Implementation Proposal:

See ticket for follow-on action plan: https://www.pivotaltracker.com/story/show/70580524

 

The Fedora 4 repository relies heavily on metadata to describe and manage its digital content.  There is a large intersection between the types of data Fedora uses in its implementation to manage data and the PREMIS standard for metadata that supports information necessary in the description of preserved digital objects.  In fact Fedora currently relies on PREMIS to describe content nodes such as the properties premis:hasContentLocaiton and premis:hasSize.

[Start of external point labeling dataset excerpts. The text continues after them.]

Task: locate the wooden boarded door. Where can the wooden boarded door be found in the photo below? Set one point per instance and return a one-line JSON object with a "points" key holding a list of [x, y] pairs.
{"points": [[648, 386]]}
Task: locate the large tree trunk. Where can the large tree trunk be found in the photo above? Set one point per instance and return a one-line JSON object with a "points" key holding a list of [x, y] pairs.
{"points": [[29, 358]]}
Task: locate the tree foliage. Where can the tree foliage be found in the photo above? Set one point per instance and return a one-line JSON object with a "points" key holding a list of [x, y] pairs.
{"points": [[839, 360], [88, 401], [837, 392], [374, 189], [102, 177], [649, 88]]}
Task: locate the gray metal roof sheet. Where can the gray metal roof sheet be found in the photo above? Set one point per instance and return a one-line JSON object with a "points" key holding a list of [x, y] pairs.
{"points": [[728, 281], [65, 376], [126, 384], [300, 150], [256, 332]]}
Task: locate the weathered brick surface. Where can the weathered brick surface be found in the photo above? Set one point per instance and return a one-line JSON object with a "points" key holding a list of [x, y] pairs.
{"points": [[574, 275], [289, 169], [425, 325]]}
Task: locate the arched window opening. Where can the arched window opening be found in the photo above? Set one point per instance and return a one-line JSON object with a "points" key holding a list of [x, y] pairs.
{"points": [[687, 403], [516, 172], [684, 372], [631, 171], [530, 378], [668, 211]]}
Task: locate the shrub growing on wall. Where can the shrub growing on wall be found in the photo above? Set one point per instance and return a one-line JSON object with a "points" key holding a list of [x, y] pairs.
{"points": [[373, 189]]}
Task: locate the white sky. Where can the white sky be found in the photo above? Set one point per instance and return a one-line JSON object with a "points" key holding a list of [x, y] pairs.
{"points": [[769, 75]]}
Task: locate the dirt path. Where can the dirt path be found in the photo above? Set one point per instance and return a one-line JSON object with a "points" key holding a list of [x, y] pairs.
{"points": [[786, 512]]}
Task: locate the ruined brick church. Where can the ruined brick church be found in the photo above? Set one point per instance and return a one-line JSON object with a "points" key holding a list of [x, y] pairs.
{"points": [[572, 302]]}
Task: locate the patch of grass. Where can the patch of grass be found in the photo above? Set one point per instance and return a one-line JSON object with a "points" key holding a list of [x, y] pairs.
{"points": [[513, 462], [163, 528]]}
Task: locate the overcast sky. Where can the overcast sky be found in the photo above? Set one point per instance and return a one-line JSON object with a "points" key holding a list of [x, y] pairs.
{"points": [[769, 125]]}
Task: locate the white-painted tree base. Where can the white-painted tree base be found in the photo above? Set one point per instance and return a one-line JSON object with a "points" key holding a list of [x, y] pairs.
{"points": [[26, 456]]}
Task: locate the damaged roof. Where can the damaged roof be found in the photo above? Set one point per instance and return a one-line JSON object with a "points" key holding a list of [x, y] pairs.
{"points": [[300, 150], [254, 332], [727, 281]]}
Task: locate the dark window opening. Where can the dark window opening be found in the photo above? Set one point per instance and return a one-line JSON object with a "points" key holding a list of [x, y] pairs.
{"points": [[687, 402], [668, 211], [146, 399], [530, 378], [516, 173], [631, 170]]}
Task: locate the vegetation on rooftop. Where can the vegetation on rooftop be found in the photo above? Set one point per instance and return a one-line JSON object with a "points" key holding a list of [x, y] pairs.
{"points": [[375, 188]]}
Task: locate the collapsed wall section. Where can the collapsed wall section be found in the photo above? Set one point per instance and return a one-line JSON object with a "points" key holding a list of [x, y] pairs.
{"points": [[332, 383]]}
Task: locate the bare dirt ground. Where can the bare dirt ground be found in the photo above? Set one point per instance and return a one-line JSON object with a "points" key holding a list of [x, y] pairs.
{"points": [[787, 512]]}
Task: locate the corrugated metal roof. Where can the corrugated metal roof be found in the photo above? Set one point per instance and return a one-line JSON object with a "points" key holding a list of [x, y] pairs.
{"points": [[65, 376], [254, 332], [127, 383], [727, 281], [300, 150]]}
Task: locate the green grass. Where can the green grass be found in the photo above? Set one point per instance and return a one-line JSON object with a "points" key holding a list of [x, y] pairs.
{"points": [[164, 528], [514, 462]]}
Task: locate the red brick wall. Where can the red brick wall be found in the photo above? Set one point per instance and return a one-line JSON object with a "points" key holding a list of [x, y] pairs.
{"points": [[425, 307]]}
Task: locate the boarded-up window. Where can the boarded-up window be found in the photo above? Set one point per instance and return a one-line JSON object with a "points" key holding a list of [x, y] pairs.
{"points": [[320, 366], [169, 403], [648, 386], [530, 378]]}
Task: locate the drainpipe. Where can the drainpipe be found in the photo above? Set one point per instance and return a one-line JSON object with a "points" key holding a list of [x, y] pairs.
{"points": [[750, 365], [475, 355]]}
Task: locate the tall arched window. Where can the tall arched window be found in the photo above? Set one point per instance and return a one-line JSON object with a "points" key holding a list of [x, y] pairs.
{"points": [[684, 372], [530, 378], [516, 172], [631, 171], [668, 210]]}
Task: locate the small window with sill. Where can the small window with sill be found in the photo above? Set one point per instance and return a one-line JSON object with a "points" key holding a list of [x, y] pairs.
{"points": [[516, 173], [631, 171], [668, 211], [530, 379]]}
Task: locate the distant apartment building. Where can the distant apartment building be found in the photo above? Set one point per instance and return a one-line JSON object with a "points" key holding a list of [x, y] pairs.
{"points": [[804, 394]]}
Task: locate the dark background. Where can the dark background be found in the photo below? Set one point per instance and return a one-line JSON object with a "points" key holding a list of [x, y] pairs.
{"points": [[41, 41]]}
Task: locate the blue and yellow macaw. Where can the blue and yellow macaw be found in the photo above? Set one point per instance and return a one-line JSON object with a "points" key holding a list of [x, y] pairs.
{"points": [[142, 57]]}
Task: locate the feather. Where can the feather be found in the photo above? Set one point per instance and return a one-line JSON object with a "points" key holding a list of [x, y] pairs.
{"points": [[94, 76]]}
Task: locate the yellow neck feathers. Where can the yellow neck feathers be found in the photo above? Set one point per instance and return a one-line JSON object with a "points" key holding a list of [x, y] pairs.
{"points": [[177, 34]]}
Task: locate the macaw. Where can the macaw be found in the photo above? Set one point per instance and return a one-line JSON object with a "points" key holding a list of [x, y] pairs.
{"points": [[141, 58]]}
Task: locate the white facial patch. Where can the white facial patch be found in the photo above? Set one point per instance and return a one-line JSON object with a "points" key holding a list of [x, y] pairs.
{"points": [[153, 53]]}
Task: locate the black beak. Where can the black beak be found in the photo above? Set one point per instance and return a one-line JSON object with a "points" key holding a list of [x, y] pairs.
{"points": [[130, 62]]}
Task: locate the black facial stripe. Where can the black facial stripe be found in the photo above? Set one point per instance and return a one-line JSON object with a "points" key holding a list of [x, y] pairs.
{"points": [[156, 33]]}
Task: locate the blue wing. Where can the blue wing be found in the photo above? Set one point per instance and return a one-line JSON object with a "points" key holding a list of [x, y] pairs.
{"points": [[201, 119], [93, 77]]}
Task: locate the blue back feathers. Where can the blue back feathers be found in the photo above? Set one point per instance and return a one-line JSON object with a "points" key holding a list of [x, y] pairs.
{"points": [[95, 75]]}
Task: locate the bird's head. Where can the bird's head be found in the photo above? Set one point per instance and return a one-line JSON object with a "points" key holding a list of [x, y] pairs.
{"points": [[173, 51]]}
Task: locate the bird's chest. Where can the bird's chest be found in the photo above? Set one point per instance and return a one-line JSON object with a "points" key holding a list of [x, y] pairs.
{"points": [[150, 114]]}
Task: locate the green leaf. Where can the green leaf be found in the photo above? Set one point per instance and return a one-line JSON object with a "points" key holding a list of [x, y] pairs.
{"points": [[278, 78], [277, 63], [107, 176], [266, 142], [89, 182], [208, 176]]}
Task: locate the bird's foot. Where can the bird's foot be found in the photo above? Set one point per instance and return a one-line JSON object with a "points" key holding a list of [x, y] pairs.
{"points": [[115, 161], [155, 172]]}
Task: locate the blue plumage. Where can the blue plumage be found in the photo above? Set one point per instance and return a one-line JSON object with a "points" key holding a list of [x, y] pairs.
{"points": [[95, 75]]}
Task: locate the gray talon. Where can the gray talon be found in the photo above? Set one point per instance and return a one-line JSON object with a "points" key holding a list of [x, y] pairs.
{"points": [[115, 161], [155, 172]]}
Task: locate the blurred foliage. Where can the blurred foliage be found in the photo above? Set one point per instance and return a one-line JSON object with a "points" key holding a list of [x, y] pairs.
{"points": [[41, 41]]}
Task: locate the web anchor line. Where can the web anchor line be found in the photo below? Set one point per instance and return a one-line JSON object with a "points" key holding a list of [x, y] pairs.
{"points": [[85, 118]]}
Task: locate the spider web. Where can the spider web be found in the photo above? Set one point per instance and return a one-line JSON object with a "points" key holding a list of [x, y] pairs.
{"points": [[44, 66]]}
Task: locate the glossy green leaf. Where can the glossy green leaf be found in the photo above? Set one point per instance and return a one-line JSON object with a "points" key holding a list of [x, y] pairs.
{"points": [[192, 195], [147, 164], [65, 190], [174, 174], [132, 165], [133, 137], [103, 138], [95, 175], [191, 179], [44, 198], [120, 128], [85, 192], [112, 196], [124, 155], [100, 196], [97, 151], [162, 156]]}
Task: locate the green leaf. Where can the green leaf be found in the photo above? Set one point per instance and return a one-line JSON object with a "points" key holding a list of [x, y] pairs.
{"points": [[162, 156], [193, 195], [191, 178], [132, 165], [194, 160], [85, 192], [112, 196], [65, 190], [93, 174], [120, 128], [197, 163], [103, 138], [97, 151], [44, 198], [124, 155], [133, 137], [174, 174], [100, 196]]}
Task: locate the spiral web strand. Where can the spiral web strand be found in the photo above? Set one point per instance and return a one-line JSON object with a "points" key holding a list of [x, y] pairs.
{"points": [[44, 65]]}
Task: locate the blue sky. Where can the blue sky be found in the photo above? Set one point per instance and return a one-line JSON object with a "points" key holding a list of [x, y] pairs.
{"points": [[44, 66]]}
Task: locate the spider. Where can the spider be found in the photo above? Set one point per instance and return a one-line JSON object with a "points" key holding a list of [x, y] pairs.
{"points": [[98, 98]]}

The Fedora 4 repository also is built based on the intersection of several structural concepts.  There is the legacy Fedora construction of objects and datastreams adhering to a content model definitions.  There is the fedora 4 ontological description of abstract resources taking the form of objects, datastreams and content.  There is the modeshape node type definitions extending a base nodetype into file and folder primary types that can be extended by the addition of mixins.  The PREMIS 2.2 is structured similarly, defining abstractly intellectual entities in the form of objects classified as representations, files, and bitstreams.  Given these similarities, Fedora is well situated to borrow many of the concepts defined in PREMIS in particular PREMIS's definition of an event ontology to capture actions taken on objects preserved in the repository.


The kinds of actions that the Fedora repository would  preserve can be divided into 2 categories, 1) preserving an object's prior event history, and events generated external to fedora and 2) preserving any events performed on the object by the repository itself. In either case the PREMIS OWL ontology provides much of the vocabulary necessary for these implementations:

"This OWL ontology allows one to provide a Linked Data-friendly, PREMIS-endorsed serialization of the PREMIS Data Dictionary version 2.2. This can be leveraged to have a Linked Data-friendly data management function for a preservation repository, allowing for SPARQL querying. It integrates PREMIS information with other Linked Data compliant datasets, especially format registries, which are now referenced from the PREMIS ontology (for instance, the Unified Digital Format Registry [4] and PRONOM [5]). Thus information can be more easily interconnected, especially between different repository databases. The OWL design of PREMIS should NOT be considered as a replacement for the XML Schema: the two of them should rather be considered complementary. Work to align the PREMIS ontology with the PROV ontology [6] is being considered."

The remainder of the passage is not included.